À moitié immergée, à moitié émergée (5), la Putain P se présente liquide et solide à la face du monde, lumière et ombre, vêtue à dénuder ou nue à rhabiller. Qu’elle possède le paysage plat de l’enfance ou le relief de la maternité, sa peau est toujours une enveloppe réversible : les rites initiatiques effectués, elle dévoile ce qui était déjà contenu en elle et peut désormais crier dans tout son langage corporel. Son corps plat cherchait l’homme et demandait le désir ; son corps en relief trouve l’homme et exige le désir. Lorsqu’elle se déguise, la Putain P engloutit et éructe le monde et ses motifs, expose sa chair et l’écarte. Lorsqu’elle se déguise, elle se met ainsi véritablement à nu, se montrant au monde et livrant à vif ces éléments du monde qui bruissent en elle.

Aussi sa nudité est-elle paradoxale, car la Putain P dit et porte, à chaque escale en surface et en profondeur, un état du monde. Elle « fait sa ronde », s’insinuant — en moteur et en maillon — dans le cycle. Sur la couverture du deuxième tome, elle est figurée en exploratrice aux pantalons bouffants, un casque colonial lui recouvrant la tête. Dans son dos, à ses bras écartés, elle paraît soutenir, ou retenir, un crâne géant qui ressemble à la Terre. Elle est Atlas, lui qui littéralement « supporte » le monde, ou encore Sisyphe

dans son mouvement perpétuel et harassant, abattu par ce qu’il doit supporter. Dans ce même tome, elle déclare « vouloir se marier », soit accomplir l’hymen avec le monde.

C’est à chaque fois un déchirement violent mais nécessaire, quand elle emprunte au monde sa matière pour se recouvrir, proche de l’« échancrure » évoquée par François Jullien dans son ouvrage sur le nu en tant qu’« impossible » (6) : c’est au moment où elle est nue qu’elle expose le plus le monde. Qu’elle se vête de bandeaux à ses pieds ou de cordes à sa taille, elle est recouverte de continents-stigmates : miroir du monde, elle en demeure l’une des apparences et l’un des artifices possibles, marionnette déambulant auprès de pantins immobiles et muets sur leur socle ou de vêtements vides que l’on pend.
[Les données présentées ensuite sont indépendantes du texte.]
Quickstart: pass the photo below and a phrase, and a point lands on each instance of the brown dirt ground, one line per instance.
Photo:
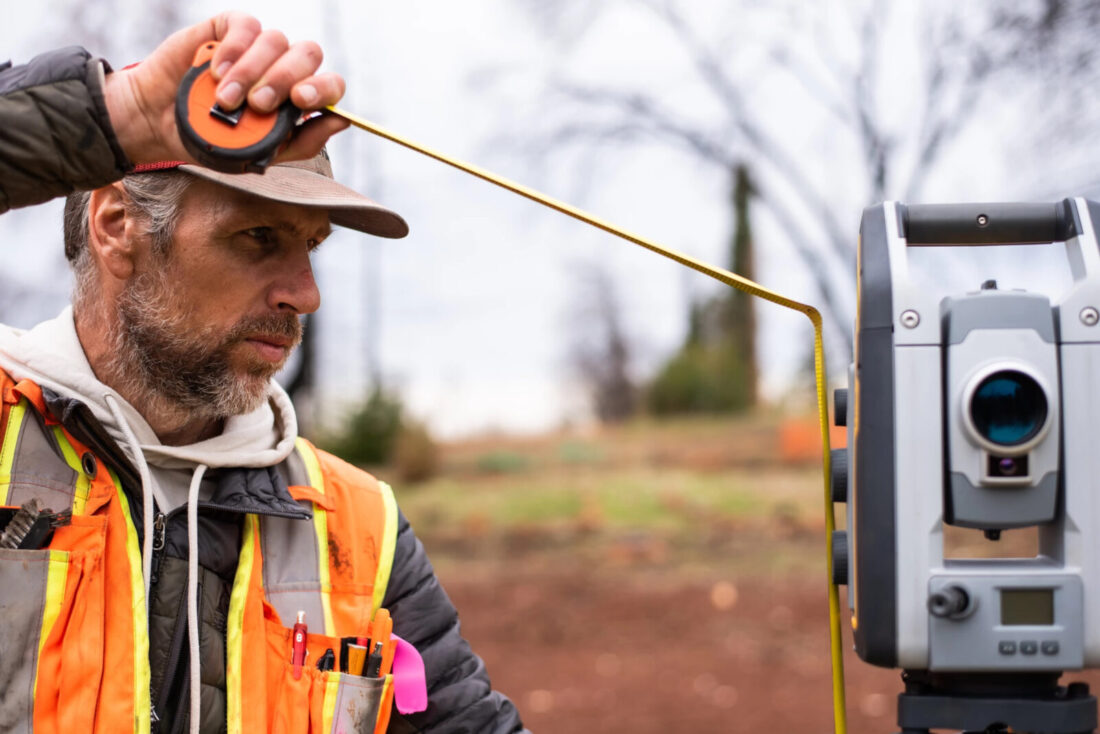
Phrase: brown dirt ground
(597, 650)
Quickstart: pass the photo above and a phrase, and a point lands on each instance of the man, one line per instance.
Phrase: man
(201, 527)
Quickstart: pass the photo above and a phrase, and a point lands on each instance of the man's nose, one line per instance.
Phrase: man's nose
(295, 289)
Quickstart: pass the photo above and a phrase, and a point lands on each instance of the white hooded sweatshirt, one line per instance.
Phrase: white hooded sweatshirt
(51, 355)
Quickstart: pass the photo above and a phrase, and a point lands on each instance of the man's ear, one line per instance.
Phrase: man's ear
(111, 231)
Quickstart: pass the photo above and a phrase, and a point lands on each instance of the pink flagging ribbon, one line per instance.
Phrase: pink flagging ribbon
(410, 686)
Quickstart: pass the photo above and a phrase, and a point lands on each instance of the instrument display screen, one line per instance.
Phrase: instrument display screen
(1026, 606)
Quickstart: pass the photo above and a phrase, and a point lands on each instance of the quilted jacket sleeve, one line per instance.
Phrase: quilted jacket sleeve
(460, 697)
(55, 133)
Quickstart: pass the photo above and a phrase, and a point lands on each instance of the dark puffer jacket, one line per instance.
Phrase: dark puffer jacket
(55, 137)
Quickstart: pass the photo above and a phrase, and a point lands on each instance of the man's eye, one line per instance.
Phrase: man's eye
(262, 234)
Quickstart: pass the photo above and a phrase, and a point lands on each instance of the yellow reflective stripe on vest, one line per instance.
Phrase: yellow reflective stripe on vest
(143, 702)
(234, 632)
(8, 449)
(388, 546)
(321, 529)
(56, 576)
(83, 481)
(329, 708)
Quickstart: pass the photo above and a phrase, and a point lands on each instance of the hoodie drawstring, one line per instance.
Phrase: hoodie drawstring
(146, 492)
(193, 556)
(193, 585)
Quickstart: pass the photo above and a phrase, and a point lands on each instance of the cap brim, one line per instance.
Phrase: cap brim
(303, 187)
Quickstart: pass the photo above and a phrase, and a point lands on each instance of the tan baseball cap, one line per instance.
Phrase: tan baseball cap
(308, 184)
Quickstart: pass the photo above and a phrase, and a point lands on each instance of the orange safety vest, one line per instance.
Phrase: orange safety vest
(74, 631)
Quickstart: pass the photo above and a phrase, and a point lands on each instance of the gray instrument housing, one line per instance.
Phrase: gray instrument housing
(914, 466)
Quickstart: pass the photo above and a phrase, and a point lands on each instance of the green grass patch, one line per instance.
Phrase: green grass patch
(671, 501)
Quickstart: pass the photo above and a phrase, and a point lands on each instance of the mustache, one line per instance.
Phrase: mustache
(286, 326)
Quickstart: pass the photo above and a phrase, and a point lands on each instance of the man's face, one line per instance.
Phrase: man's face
(208, 324)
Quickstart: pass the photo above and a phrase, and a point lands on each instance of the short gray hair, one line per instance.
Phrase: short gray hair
(152, 197)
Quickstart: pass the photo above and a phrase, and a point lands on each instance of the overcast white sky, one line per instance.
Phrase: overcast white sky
(472, 310)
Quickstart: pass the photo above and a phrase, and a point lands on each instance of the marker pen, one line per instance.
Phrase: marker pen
(298, 652)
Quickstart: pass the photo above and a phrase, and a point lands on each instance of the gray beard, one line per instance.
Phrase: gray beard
(179, 373)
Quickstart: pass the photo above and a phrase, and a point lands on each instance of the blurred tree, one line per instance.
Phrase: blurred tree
(893, 84)
(370, 433)
(601, 352)
(715, 370)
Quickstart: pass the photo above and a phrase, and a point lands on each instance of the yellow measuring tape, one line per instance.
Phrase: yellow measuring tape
(730, 280)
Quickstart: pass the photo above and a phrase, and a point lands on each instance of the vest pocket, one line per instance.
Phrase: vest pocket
(323, 701)
(355, 704)
(52, 637)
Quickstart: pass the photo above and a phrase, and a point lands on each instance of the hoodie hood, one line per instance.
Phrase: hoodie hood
(51, 355)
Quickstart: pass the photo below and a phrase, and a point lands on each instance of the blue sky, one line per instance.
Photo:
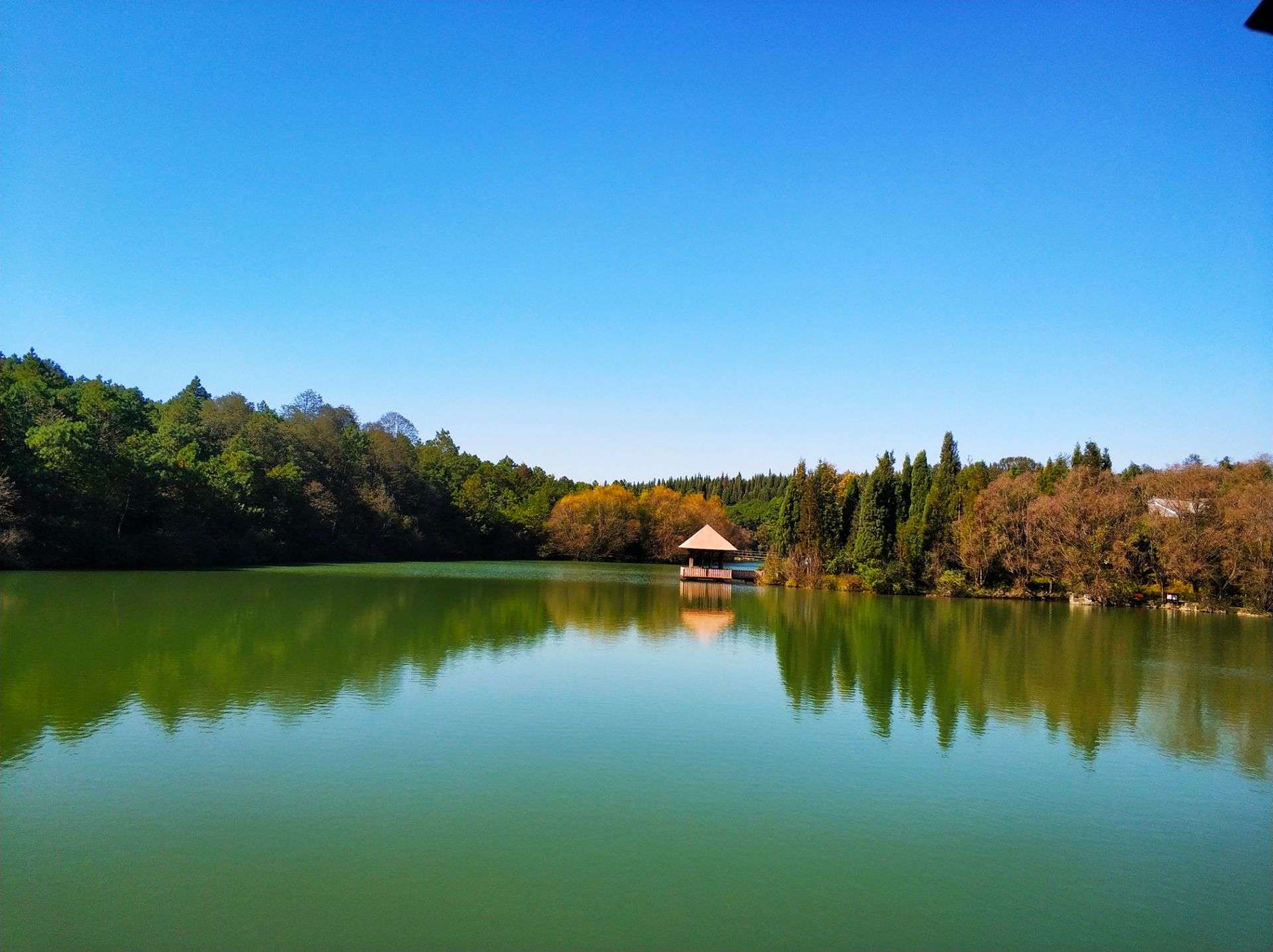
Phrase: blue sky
(542, 227)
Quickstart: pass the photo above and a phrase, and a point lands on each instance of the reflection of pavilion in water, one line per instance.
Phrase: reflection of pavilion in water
(705, 610)
(1198, 686)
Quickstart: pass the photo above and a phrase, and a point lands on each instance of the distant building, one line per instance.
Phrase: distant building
(708, 550)
(1174, 508)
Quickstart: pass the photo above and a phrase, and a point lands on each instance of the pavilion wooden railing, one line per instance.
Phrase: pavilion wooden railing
(696, 571)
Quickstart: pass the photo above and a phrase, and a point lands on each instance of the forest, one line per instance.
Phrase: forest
(1025, 528)
(95, 475)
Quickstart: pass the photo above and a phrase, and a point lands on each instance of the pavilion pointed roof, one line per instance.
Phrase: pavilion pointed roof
(708, 540)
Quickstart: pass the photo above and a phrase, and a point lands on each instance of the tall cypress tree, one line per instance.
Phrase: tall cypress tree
(921, 479)
(849, 494)
(788, 513)
(877, 514)
(904, 491)
(823, 484)
(942, 497)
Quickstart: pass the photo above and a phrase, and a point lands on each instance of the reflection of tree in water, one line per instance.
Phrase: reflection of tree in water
(1199, 686)
(203, 644)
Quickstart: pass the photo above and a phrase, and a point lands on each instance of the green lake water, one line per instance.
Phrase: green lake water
(512, 755)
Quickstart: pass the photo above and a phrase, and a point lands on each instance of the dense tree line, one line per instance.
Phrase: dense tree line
(751, 502)
(730, 491)
(93, 474)
(613, 522)
(1025, 527)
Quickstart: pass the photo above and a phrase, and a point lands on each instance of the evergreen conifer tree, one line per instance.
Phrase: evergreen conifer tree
(788, 513)
(877, 514)
(904, 491)
(942, 499)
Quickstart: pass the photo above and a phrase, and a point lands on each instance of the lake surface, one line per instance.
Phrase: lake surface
(552, 755)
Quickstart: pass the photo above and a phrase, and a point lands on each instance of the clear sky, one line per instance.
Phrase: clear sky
(638, 239)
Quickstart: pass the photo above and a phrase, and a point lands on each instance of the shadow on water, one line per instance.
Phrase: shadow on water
(76, 650)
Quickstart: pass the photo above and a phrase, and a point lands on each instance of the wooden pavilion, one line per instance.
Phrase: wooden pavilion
(708, 552)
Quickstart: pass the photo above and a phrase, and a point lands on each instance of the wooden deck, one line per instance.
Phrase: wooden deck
(699, 574)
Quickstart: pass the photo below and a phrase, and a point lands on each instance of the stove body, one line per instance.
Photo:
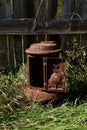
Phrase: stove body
(45, 72)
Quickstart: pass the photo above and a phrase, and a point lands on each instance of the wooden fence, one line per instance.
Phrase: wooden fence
(23, 22)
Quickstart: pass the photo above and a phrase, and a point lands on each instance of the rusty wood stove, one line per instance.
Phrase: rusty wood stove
(46, 72)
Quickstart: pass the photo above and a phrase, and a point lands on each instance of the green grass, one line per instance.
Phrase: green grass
(16, 113)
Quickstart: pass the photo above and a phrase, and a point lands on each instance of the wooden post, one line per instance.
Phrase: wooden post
(18, 49)
(7, 8)
(17, 9)
(27, 41)
(85, 9)
(66, 9)
(11, 52)
(41, 11)
(3, 53)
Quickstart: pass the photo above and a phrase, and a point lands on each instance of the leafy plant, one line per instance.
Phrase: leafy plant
(76, 67)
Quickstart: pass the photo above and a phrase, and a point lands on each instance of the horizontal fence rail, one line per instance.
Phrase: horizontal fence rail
(23, 22)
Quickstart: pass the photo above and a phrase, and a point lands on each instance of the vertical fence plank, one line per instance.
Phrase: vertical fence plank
(52, 9)
(80, 7)
(11, 63)
(66, 8)
(41, 11)
(18, 49)
(7, 8)
(17, 9)
(27, 41)
(28, 10)
(85, 9)
(1, 13)
(3, 53)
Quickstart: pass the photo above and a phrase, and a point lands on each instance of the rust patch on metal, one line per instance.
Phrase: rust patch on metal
(38, 95)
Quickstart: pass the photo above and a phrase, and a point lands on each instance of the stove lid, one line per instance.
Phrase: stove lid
(44, 47)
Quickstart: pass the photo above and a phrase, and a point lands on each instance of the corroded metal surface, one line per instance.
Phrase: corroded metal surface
(45, 47)
(46, 72)
(38, 95)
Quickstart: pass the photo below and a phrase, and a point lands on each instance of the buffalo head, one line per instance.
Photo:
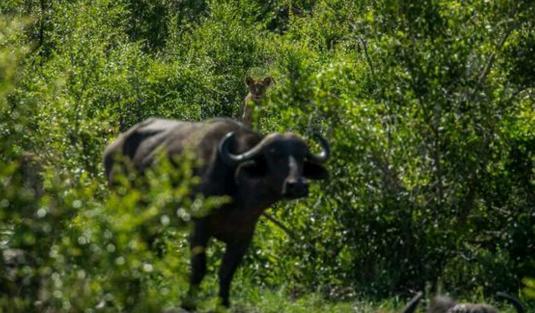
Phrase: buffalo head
(282, 162)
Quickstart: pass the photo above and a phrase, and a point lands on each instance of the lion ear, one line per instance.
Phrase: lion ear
(268, 81)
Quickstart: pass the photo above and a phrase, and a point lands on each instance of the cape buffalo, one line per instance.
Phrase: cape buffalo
(254, 170)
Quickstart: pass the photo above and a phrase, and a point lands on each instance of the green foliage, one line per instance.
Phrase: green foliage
(428, 107)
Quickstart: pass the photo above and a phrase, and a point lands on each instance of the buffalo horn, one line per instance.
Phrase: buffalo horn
(325, 150)
(235, 159)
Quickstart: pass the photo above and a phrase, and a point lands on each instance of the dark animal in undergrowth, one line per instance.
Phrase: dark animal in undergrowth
(254, 170)
(443, 304)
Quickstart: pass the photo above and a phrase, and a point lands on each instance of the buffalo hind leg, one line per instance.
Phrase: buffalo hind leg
(234, 253)
(198, 242)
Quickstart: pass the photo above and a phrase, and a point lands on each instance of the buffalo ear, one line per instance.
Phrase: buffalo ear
(249, 81)
(314, 171)
(252, 169)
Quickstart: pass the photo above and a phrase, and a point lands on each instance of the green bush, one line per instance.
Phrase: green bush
(428, 107)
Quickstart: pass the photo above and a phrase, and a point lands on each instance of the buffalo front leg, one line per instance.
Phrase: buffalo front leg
(198, 242)
(233, 255)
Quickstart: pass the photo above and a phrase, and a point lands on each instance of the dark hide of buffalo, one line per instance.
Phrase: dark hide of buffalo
(254, 170)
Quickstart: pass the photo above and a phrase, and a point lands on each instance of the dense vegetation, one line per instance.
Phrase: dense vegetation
(428, 105)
Plus tard, dans sa robe de mariée blanche et virginale, elle tente de « ne rien salir », c’est-à-dire d’échapper à de nouvelles souillures physiques, de trouver un amour véritable (mais elle ne se mariera jamais qu’en idée). L’alliance pourrait donc être une noce déclinant le mythe romantique de la jeune fille et de la mort : dans sa robe, son corps est « à froid » et sa peau est en voie de pétrification. Si elle ne sent plus son corps, c’est que dans cette sensation lisière, le tissu de sa peau, mythologique (comme celui qui a étranglé Hercule), vient à l’étouffer et à congeler sa chair. Dans ce miroir qu’elle lui tend, la Putain P renvoie aussi le revers du monde à sa propre figure.

 

La maison des naissances et le pays défunt

« (...) qu’il y ait tout cela mais le vide, tout cela dans le vide et composé de vide, compénétré et imprégné de vacuité, ce vertige accompagne en silence la pensée des hommes d’aujourd’hui et leur action. Le miracle est qu’il y ait des formes ! (...) Un poète mineur et parfait de ce temps-là l’a découvert un jour, non sans stupeur : ‘’Il y a un autre monde, mais il est dans celui-là.’’ »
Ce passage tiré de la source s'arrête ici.